Not only do we have to guard against poor quality open-end responses – now we have to guard against open-end responses that are too good!
In Harmon’s short questionnaire with 40% incidence, respondents were probably getting paid $1.50. So those 70 responses likely netted someone a whopping $105 for all their time programming the bot. Imagine what fraudsters will do for a B2B study paying $10.
On our 3% incidence study with an extremely specific population, we rejected 58% of respondents for duplicates, multiple problems, and/or obvious fraud, including extremely sophisticated fraud that was hard to identify.
Given the panel company’s response, what do you think the chances are that these people were removed from the panel?
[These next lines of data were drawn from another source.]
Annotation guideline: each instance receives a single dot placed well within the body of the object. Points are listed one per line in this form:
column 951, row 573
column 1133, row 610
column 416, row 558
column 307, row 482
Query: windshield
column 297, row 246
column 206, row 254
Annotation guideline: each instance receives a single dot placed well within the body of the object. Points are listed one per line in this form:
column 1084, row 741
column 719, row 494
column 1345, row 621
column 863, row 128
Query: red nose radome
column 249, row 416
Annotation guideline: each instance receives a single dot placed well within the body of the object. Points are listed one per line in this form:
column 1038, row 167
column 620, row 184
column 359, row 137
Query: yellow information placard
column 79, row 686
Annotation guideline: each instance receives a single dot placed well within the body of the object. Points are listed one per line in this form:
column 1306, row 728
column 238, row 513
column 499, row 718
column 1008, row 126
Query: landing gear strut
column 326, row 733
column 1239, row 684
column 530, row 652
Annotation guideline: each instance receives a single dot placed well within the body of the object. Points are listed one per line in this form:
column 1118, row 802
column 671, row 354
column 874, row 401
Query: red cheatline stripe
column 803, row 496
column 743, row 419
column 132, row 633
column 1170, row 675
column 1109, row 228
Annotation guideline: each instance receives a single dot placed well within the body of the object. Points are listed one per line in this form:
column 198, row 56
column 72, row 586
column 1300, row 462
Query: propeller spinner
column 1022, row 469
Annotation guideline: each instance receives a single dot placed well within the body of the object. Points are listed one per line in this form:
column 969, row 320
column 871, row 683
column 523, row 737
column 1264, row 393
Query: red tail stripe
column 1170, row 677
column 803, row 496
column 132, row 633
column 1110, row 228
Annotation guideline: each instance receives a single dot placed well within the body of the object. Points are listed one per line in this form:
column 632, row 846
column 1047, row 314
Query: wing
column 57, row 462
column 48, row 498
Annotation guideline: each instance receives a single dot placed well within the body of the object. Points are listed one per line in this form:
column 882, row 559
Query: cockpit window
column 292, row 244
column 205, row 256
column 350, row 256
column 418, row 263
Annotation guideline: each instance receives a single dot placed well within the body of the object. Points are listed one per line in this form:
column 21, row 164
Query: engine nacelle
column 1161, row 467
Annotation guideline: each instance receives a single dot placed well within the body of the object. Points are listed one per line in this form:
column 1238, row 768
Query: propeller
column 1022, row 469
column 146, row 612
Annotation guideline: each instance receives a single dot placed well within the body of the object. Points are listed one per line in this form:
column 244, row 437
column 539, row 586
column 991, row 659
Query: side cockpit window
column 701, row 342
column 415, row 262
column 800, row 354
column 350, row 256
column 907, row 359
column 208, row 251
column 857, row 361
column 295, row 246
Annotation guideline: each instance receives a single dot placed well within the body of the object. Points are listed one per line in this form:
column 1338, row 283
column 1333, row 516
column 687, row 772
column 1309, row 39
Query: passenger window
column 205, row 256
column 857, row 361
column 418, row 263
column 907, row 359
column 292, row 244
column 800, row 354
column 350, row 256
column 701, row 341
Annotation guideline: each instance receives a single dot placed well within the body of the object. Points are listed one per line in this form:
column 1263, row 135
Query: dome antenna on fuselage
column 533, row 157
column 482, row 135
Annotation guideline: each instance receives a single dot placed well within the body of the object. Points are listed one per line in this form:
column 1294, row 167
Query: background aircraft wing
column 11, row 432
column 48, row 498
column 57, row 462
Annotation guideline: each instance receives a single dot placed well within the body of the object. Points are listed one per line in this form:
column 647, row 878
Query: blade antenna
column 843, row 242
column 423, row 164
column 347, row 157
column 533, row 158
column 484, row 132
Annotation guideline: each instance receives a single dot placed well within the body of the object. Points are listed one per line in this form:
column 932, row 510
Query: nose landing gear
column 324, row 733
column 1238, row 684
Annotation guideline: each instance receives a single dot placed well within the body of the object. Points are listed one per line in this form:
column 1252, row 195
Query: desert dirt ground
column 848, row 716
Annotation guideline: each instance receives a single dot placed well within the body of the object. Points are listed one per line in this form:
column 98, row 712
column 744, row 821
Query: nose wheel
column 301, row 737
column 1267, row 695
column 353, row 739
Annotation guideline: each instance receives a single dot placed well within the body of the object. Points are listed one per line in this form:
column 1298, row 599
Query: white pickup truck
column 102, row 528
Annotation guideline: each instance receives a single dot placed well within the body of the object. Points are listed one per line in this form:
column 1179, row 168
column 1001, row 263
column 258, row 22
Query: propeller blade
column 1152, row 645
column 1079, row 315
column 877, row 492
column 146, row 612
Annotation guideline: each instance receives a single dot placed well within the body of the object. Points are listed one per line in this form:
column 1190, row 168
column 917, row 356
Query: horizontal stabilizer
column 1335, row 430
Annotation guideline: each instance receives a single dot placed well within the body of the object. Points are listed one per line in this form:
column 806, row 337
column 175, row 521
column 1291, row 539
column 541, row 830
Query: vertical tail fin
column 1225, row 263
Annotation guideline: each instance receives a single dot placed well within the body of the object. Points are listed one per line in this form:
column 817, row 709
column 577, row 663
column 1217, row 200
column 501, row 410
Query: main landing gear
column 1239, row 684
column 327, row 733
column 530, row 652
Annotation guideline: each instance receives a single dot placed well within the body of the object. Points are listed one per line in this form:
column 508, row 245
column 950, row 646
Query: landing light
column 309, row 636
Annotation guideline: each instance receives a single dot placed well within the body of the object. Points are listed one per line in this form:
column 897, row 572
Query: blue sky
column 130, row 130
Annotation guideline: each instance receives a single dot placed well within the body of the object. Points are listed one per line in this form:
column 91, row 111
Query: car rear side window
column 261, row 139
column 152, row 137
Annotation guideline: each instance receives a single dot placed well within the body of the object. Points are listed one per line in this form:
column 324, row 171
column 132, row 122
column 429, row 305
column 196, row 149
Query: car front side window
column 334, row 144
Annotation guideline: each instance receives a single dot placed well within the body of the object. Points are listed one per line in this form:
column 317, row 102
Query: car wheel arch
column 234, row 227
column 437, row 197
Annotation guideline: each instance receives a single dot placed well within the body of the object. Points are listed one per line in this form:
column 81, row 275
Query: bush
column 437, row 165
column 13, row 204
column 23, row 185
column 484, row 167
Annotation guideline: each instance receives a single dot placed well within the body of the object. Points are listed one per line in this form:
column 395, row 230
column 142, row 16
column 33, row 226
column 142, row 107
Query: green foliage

No, they’re most likely all still there, waiting to give you some high quality verbatims on your next study.
The Moral of the Story
Unless you are searching through your respondents with a fine-toothed comb, by hand, one by one, looking for every possible problem, oddity, or unusual pattern, and unless you’re familiar enough with the product category to catch these issues, the chances are very good that you are getting taken for a ride.
Throwing in a “Please choose the third option” and tossing out speeders won’t cut it. Quality control algorithms and digital fingerprinting won’t cut it. And obviously from our experiences, depending on panel providers won’t cut it.
If you’re doing quantitative research, you have three choices:
- Trust what you’re getting is “industry-leading data quality” even though a large proportion of it is demonstrably garbage, and provide it to your clients so they can make wrong decisions from wrong data
- Commit to this level of data quality and invest the time and effort necessary to get there, no matter how painful it is
- Stop using panel
I doubt most of us will choose number three, as we still have quantitative work to do. I sincerely hope few choose number one…if this option remains popular, it will eventually mean the death of any remaining industry credibility.